Ahead of crossover day, Del. Sally Hudson, D-Charlottesville, met with constituents Friday evening to answer questions about the General Assembly session thus far.
Crossover day, which happens Tuesday, is the last day for each chamber in the General Assembly to act on its own legislation. After that, bills that have passed each chamber cross over to the other chamber.
Hudson has had a number of bills pass the Virginia House of Delegates, including one that would remove salary limits on city councils statewide, one that reorganizes aspects of Charlottesville’s charter and a bill that would allow for ranked-choice voting in local elections.
“There’s a lot of stuff still to be determined about how we move forward as a new commonwealth, together,” she said.
Hudson took questions from the full audience at CitySpace about many issues, including war memorials, local taxing authority, clean energy and gun law changes.
On Friday, her bill to allow localities to have control over their war memorials was combined into a related one from Del. Delores McQuinn’s, D-Richmond. The bill was then passed by the House Counties, Cities and Towns Committee by a 12-10, near-party line vote.
Hudson said she is “relatively confident” that a bill about local control of war memorials is going to get out of both chambers.
“I have a hard time believing either chamber would have let them get out of committee if there wasn’t an appetite to pass them on the floor — the majority party doesn’t typically do that,” she said. “And so we’re going to get something. Our work, which I think will mostly come in conference committee, is about hashing out those details.”
One resident stood up and expressed concern that local control of war memorials could lead to a “slippery slope” of memorials for wars like the Vietnam War to be taken down.
Hudson said she believes that is a genuinely separate conversation because she said there is a difference between honoring the deaths of rank and file soldiers and exalting the leaders of a movement.

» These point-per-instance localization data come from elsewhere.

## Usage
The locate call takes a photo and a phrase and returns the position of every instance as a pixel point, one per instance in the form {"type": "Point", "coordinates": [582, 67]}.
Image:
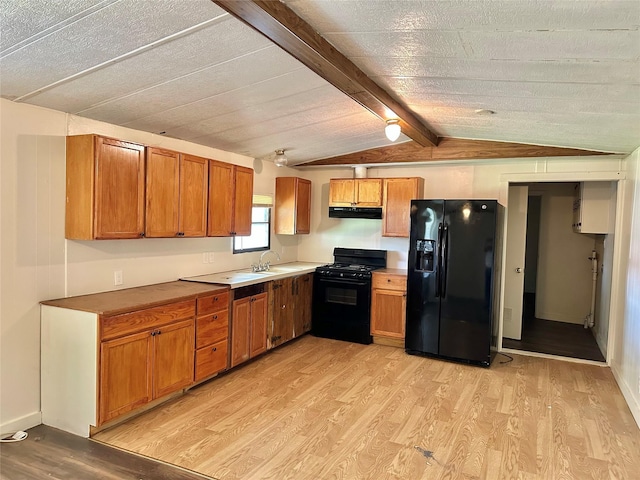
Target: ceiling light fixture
{"type": "Point", "coordinates": [392, 130]}
{"type": "Point", "coordinates": [280, 159]}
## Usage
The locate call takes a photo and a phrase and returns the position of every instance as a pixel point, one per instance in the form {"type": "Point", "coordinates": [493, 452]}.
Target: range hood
{"type": "Point", "coordinates": [374, 213]}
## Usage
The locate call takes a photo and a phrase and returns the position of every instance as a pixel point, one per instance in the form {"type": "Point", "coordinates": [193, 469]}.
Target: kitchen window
{"type": "Point", "coordinates": [260, 232]}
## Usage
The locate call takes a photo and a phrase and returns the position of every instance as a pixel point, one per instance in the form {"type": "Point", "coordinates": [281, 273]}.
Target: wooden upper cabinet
{"type": "Point", "coordinates": [105, 188]}
{"type": "Point", "coordinates": [398, 193]}
{"type": "Point", "coordinates": [230, 199]}
{"type": "Point", "coordinates": [243, 200]}
{"type": "Point", "coordinates": [368, 192]}
{"type": "Point", "coordinates": [163, 193]}
{"type": "Point", "coordinates": [363, 192]}
{"type": "Point", "coordinates": [292, 206]}
{"type": "Point", "coordinates": [194, 191]}
{"type": "Point", "coordinates": [176, 193]}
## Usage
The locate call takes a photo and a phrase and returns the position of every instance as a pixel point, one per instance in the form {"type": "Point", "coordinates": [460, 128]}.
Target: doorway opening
{"type": "Point", "coordinates": [563, 296]}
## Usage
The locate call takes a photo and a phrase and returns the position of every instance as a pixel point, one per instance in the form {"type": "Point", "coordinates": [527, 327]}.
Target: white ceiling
{"type": "Point", "coordinates": [561, 73]}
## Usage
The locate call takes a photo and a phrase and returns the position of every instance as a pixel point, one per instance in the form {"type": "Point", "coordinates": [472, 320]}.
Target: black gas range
{"type": "Point", "coordinates": [342, 295]}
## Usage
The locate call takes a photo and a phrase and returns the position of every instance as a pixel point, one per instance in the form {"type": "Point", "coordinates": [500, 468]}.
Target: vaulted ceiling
{"type": "Point", "coordinates": [557, 73]}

“The Robert E. Lee statue is not a monument to any history that ever happened here. Robert E. Lee never set foot in Charlottesville,” she said. “There’s not a battle that we’re remembering or lives that were lost … I think discussions like this are exactly the reason why that should be a local decision.”
Roy Van Doorn, president of the Charlottesville chapter of the Virginia Restaurant, Lodging & Travel Association, said the association is concerned that if counties, like Albemarle, receive equal taxing authority to cities, they will increase transient occupancy and meals tax rates to try to raise general revenues and take funding from tourism bureaus.
Hudson said that because there isn’t really a distinction between many cities and counties, she thinks it makes sense for the state to streamline the toolkits available to both types of municipalities.
The Albemarle County Board of Supervisors included equal taxing in its legislative wish list.
“I think the taxes on folks that don’t live here to support people who do is one of the important ways that we do income redistribution,” Hudson said.
When asked about clean-energy bills, Hudson said this is one of the issues most in flux currently. She said there is an omnibus bill called the Virginia Clean Economy Act, and then there are many standalone bills that duplicate a lot of the provisions in that act but with small differences.
“Candidly, the omnibus bill makes a lot more concessions to the natural gas companies,” she said. “… In particular, I think that that worries me most about the compromises made inside of that bill, is that the people who will bear the cost most are those least able to afford it.”
Hudson said that if there isn’t a full clean-energy bill that she thinks the community would stand by, there might need to be a special session on climate change.
“I’m not opposed to saying no if it’s not good enough,” she said.
Attendees at Sunday’s town hall also asked about redistricting, single-use plastics, affordable housing and marijuana.